Hey guys, I have a Kubota L 4400 Hydrostatic. When you push the clutch in and put it into any gear, Low,Medium or High and let the clutch out it starts moving forward without pushing on the forward/reverse pedal. Is there an adjustment somewhere for this problem ?
Thanks Guys


----------



## rhino (Jan 9, 2017)

First thing is to make sure that the cruise control lever is pulled all the way back. There is a shock dampner on the system so that if you pick you foot off the pedal the shock would help keeping you from flying over the steering wheel, as the oil pressure would slam it into neutral. Those shock have been known to go bad and stick a little.
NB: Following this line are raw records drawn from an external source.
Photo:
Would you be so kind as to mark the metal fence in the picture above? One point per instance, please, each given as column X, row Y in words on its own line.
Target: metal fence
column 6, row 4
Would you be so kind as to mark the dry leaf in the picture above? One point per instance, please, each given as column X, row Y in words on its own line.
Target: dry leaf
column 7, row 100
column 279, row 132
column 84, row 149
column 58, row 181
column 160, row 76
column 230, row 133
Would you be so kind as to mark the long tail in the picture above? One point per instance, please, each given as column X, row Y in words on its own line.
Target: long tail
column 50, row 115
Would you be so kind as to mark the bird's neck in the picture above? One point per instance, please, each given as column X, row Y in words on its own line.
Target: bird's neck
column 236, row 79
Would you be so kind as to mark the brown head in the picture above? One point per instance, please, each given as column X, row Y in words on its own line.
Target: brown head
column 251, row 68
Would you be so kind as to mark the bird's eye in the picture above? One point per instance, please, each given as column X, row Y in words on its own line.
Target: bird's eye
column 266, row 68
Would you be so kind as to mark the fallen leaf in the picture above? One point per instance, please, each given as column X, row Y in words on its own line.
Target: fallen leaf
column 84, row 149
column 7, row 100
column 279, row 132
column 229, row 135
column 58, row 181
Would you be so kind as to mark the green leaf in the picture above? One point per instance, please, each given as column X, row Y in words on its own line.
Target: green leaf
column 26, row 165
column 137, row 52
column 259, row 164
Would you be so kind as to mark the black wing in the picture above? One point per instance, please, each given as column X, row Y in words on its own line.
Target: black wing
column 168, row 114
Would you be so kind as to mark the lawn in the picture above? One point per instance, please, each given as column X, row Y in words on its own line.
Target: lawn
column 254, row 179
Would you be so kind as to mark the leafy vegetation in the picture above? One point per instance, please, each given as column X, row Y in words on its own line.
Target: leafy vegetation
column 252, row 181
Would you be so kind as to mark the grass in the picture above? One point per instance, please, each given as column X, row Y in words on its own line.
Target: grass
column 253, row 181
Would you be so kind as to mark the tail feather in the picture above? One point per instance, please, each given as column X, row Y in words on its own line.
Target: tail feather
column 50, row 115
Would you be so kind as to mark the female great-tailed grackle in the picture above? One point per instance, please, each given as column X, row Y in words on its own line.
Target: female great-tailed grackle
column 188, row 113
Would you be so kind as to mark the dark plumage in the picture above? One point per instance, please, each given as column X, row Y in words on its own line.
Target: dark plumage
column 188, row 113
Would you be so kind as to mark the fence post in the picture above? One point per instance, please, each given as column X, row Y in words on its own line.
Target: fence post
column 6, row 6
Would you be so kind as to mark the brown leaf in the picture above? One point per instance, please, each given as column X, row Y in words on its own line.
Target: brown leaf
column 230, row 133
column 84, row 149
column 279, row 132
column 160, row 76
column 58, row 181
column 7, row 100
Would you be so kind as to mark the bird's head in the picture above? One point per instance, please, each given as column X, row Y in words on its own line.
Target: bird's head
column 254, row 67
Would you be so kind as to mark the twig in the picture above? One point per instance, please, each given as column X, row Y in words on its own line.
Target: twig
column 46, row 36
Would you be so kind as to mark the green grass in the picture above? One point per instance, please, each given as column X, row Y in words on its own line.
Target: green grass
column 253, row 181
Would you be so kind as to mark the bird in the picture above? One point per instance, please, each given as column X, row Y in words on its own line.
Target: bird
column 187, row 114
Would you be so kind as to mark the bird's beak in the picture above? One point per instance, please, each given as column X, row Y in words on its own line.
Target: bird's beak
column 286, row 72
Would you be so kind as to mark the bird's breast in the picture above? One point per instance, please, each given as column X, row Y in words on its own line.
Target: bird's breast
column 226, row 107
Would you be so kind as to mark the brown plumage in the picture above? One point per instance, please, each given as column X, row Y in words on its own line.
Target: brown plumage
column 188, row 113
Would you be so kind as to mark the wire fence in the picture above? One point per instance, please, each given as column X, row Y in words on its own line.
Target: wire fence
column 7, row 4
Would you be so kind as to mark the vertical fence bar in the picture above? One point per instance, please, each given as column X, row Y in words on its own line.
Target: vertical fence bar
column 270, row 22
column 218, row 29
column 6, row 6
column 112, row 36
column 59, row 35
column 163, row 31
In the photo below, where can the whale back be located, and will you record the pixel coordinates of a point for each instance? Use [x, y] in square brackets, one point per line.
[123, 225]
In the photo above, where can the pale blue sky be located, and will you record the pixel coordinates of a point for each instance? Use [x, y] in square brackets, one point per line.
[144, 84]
Then I would get some WD40 and spray the linkage on both sides of the tractor that has any thing to do with the HST system. I hope this helps. Let us know how you make out and what you find.


----------



## Ole man (Jun 28, 2017)

Thanks for the help Rhino,
I don't know anything about the shock dampner, makes since that could be a problem !
All the linkage is free as it can be, cruise control lever was all the way back. I looked at the linkage under the forward/reverse foot pedal where it connects to the shaft going into the HST tranny. After playing wit the peddle and watching things work back and forth, I decided to lengthen the linkage arm by turning the 2 ball joint ends out, 2 turns each. Problem solved. I would like to learn more about these shock dampners though. Guess I got some homework to do.
Thanks Rhino


----------